Further muddying the message, the goons hired by the New Founding Fathers of America to kill Roan are explicitly shown to be neo-Nazis, likely in a nod to the current election cycle. But they are also stipulated to be mercenaries, putting them at a remove from the actual government. While the distance here is pretty insignificant for most intents and purposes, it's not clear why the fascist NFFA government wouldn't just use police or the military to get the job done -- as they seem to have done in the previous movie. The New Founding Fathers are revealed to be extremely unpleasant, but they are not explicitly shown to be Nazis themselves, instead motivated by economic gain, underneath a thick surface layer of old-time religion.
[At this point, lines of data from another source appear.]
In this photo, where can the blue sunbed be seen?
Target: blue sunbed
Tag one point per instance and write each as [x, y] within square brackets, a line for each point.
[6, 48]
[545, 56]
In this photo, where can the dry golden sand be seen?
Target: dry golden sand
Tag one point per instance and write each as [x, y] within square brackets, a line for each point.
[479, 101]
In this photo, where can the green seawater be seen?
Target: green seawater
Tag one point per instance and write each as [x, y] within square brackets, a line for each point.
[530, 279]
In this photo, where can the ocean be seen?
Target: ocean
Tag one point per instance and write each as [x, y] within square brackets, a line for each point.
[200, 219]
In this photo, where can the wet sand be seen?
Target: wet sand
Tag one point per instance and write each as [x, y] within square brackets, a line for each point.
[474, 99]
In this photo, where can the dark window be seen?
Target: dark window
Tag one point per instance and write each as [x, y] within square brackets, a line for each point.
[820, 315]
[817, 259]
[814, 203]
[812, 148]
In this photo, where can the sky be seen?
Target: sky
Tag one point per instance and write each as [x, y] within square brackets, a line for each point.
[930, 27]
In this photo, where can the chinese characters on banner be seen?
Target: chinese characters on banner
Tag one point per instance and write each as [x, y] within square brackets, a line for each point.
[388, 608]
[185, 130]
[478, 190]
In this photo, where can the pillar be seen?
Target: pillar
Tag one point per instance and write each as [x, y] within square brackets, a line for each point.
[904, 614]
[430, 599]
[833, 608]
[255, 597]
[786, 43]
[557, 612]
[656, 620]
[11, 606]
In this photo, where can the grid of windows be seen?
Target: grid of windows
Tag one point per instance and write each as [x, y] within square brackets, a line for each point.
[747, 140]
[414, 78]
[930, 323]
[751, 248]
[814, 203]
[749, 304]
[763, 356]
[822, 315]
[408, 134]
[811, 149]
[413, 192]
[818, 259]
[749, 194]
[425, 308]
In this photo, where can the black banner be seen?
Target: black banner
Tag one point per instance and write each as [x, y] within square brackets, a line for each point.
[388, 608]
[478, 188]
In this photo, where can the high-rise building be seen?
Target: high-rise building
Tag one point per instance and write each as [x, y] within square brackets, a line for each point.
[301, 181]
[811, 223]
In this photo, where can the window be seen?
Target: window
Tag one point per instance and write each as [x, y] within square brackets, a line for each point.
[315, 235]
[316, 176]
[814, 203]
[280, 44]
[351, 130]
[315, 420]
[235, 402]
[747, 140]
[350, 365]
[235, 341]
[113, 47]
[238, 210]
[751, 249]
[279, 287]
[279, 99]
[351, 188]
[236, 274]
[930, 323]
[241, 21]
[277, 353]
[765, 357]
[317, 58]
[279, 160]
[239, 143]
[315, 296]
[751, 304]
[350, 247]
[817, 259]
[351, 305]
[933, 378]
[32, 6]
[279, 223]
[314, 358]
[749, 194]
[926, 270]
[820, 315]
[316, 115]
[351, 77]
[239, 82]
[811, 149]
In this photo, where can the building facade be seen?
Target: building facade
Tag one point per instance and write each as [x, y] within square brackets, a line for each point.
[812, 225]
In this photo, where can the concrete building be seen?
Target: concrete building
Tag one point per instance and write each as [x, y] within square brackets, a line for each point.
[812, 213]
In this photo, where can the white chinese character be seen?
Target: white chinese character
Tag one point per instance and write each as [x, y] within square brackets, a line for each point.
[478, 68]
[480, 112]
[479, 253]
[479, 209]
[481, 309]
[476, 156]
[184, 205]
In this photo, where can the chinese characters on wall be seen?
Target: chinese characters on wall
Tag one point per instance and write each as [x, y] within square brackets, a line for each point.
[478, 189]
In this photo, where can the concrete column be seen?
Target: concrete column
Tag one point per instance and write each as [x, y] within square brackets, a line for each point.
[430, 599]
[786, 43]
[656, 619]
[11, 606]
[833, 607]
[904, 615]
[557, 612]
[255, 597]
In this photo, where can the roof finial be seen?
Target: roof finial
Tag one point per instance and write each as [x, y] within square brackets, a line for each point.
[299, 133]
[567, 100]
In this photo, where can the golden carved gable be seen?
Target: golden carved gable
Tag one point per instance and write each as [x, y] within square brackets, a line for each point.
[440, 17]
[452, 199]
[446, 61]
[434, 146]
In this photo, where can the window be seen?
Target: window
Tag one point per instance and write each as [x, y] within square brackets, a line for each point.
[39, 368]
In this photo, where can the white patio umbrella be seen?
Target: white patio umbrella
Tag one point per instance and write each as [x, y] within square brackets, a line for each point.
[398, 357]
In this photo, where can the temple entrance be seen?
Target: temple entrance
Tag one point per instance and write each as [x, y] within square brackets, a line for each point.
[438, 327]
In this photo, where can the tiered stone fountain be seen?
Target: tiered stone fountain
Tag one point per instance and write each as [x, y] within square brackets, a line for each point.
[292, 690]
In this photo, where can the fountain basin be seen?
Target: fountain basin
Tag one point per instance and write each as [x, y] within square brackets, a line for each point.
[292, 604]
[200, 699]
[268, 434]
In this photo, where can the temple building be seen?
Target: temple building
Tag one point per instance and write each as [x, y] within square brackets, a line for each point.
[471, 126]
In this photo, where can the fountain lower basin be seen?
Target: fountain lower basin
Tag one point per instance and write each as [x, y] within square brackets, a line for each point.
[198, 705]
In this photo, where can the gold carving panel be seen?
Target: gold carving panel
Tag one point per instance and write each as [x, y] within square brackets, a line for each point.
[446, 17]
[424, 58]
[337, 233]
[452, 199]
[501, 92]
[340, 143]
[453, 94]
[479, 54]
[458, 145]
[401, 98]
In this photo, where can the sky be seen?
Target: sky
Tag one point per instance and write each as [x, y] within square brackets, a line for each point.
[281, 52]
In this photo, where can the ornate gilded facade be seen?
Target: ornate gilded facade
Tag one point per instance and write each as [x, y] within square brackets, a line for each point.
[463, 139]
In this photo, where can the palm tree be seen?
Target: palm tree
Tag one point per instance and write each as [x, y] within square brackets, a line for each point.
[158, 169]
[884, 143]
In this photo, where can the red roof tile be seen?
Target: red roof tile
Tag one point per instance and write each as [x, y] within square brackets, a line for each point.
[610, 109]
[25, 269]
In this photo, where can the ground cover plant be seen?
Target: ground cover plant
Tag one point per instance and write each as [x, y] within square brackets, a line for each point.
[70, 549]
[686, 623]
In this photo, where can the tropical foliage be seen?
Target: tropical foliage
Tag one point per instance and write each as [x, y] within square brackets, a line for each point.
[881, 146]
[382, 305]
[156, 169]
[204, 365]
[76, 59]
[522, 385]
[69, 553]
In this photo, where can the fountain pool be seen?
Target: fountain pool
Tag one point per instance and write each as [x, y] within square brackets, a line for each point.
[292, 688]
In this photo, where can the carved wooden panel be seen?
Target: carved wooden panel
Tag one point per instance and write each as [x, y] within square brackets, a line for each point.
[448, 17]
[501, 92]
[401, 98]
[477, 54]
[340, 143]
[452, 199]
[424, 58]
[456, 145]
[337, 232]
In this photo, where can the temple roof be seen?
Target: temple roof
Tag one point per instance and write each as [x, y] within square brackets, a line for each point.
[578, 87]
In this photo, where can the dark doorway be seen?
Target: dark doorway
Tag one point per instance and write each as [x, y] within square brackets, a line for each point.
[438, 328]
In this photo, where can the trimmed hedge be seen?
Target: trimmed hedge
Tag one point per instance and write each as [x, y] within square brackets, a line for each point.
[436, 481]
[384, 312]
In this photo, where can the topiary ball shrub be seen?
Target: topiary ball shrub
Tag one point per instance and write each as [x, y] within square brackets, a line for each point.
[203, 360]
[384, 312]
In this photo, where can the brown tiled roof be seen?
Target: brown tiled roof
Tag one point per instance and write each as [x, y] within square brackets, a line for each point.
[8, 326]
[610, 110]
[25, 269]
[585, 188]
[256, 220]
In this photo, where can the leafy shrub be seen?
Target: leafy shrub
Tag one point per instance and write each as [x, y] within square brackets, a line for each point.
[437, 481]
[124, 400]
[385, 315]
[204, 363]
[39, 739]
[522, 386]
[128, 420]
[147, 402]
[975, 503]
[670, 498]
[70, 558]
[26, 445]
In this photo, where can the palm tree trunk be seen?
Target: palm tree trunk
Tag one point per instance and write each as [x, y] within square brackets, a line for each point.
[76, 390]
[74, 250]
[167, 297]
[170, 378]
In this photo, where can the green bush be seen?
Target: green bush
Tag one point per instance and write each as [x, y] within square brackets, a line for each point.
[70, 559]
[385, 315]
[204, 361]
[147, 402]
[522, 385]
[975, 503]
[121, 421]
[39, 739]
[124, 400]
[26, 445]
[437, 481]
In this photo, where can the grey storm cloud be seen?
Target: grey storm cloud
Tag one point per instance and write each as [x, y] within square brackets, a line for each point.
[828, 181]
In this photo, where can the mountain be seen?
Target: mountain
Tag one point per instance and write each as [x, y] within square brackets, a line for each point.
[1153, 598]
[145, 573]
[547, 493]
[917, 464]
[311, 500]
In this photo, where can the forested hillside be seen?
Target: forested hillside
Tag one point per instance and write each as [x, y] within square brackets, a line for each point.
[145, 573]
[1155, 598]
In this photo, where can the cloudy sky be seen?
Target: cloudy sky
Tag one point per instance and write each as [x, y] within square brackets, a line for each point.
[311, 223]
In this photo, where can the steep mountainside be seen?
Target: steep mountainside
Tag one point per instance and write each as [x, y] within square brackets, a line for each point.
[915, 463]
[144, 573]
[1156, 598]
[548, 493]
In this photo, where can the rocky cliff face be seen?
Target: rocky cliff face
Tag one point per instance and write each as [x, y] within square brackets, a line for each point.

The viewer may well sympathize with the resistance's kinetic approach over Roan's desire for a political solution, but the film makes a pretty explicit statement about which approach is morally superior. It's hard to understand why DeMonaco didn't cast a person of color as Roan, which would go a long way toward defusing this distracting subtext -- if it's subtle enough to be called subtext. I may not be the best judge. After a year of intensive study of dystopia, I find myself paying special attention to the genre's often-complicated racial politics. But even accounting for the genre's myriad issues, The Purge series stands out for its baffling combination of themes and assumptions.

All of these weird cross-currents may be partly responsible for the fact that The Purge franchise has inspired exactly the kind of violence that it overtly condemns, although there is perhaps a stronger and less political argument that the films' effective fetishization of violence simply doesn't pair well with its claimed anti-violence message.

Election Year ends on a note that could serve as a conclusion to the series, without foreclosing on the possibility of another sequel. While the world doesn't really need another Purge movie, it might provide an opportunity to figure out just what the hell DeMonaco is trying to say, if he even knows himself. Like its predecessors, The Purge: Election Year is a mess, but like its predecessors, it's a hot mess, and as such, strangely mesmerizing.

UPDATE, 11:10 p.m.

And so the evening goes out, and the tense, unsettled feeling from earlier today continues and deepens. News reports about the shooting of multiple police officers during protests in Dallas prompted social media users to start talking about a Purge, amid rumors (so far unfounded) of a planned Purge-style event in Baton Rouge.

One important function of dystopian fiction is providing us with language to describe what is happening in the world, such as doublespeak from 1984. But depending on the source material, this language can be constructive or destructive, as in the 1998 case in which three white men dragged a black man to death, stating, "We're starting The Turner Diaries early."

As a tool of language, the Purge may be more inciting than illuminating, in part due to the franchise's confused ideology and revenge violence theme. Users noting the parallel on social media is one thing, but does the Purge offer a form of sanctioning for violent release? There are no easy answers here, but part of the power of dystopia lies in its ability to convey social extremes. It is usually difficult to see causality or concrete connections, but it does happen sometimes (as with The Turner Diaries). More often we are left with uneasy resonances, which are heightened on bad days like today. Bad days that come around too often.